Outbound Notebook
Outbound Systems is the only pre-PPC clone manufacturer to actually receive Apple's blessing. Not coincidentally, the Notebook is the most plentiful clone, and Outbound Systems the most successful clone manufacturer.
The Outbound Notebook's processor, RAM, and ROM are all stored on a removable daughtercard. This is very fortunate, as the rest of the system is nearly impossible to get apart. Access is easily provided to all componets that the user may want to swap out.
ROMs from both the Mac SE and Mac Classic (and others?) can be used in the Outbound Notebook. In order to make the Notebook functional, Apple ROMs had to be installed. If the user already owned a Macintosh, pulling the ROMs from that unit was the most cost-effective way to go.

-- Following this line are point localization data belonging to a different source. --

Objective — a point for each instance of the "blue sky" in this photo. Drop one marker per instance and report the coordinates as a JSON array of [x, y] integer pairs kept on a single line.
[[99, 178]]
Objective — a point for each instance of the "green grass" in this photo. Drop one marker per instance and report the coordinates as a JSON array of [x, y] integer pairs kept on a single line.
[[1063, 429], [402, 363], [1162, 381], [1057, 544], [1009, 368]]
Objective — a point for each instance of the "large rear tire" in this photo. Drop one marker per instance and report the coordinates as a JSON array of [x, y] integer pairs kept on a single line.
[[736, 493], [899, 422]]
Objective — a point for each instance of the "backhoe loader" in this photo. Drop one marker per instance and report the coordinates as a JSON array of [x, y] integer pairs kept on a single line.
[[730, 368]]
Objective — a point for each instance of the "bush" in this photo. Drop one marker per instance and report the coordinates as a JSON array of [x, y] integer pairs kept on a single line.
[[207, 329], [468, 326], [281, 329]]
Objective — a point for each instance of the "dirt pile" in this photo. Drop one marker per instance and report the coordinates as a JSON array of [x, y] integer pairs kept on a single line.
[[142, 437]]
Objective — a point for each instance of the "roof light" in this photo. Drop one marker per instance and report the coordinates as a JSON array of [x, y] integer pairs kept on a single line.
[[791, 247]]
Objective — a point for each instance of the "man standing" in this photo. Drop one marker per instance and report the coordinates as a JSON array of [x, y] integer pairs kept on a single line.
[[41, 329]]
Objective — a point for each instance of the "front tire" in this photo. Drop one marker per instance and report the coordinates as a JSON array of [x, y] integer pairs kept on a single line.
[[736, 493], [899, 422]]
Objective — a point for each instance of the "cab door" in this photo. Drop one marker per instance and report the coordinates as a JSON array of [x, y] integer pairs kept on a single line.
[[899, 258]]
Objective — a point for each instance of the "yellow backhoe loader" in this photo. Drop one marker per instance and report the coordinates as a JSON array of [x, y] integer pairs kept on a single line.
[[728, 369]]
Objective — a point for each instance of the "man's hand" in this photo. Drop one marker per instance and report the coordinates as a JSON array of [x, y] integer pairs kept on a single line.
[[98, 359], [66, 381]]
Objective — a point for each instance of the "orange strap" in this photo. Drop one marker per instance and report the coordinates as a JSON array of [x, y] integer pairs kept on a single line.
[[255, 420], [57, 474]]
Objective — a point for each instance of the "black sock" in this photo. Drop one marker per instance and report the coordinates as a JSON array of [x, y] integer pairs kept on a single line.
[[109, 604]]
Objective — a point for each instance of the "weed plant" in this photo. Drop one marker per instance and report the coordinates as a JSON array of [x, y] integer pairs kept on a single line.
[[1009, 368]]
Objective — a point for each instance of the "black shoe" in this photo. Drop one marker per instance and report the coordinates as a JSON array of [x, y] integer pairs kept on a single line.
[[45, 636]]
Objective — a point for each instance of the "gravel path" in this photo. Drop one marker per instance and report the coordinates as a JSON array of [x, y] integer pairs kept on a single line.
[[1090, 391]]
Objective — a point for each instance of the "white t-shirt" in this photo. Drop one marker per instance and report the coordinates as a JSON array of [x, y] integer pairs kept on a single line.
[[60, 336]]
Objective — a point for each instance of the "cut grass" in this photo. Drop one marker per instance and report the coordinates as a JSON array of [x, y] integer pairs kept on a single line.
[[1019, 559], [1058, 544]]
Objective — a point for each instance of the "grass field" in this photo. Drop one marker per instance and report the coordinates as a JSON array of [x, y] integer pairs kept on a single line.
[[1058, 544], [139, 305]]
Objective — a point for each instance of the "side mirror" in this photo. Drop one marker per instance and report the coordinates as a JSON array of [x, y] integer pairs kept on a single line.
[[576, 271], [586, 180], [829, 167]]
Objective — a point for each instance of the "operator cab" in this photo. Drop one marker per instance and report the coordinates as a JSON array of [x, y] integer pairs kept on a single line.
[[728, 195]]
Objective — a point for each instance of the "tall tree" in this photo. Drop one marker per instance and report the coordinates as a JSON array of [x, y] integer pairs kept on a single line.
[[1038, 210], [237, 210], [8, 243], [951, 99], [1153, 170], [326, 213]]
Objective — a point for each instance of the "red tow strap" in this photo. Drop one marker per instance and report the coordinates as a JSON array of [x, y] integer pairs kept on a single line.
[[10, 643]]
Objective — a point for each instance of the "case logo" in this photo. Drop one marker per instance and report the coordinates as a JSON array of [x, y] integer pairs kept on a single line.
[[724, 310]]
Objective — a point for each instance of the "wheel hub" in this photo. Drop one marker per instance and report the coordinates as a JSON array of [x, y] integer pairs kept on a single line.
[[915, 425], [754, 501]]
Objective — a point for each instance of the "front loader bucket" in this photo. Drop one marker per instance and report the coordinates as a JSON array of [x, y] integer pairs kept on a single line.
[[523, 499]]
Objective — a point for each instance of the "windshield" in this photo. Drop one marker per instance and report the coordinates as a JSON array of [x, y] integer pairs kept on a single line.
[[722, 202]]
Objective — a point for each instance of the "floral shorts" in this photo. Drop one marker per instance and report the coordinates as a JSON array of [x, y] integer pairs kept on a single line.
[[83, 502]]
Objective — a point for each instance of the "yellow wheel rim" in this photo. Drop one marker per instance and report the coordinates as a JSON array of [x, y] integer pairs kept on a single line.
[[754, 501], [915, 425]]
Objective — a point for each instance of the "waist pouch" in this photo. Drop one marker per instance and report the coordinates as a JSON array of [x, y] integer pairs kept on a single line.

The Outbound Notebook uses generic video-camera batteries, an incredible advantage over other laptops. Batteries for the Notebook are cheap ($30 at Radio Shack) and plentiful. Compare this to Powerbook 100 batteries, which must be specially ordered through an Apple Authorized Dealer for $80 (now, no longer available at all), and are often depleted beyond recovery on arrival.
The hard drives are IDE. I'm note sure what the reasoning was beyond this move (probably cost), but the drive works well enough. If it dies I could be in trouble, though.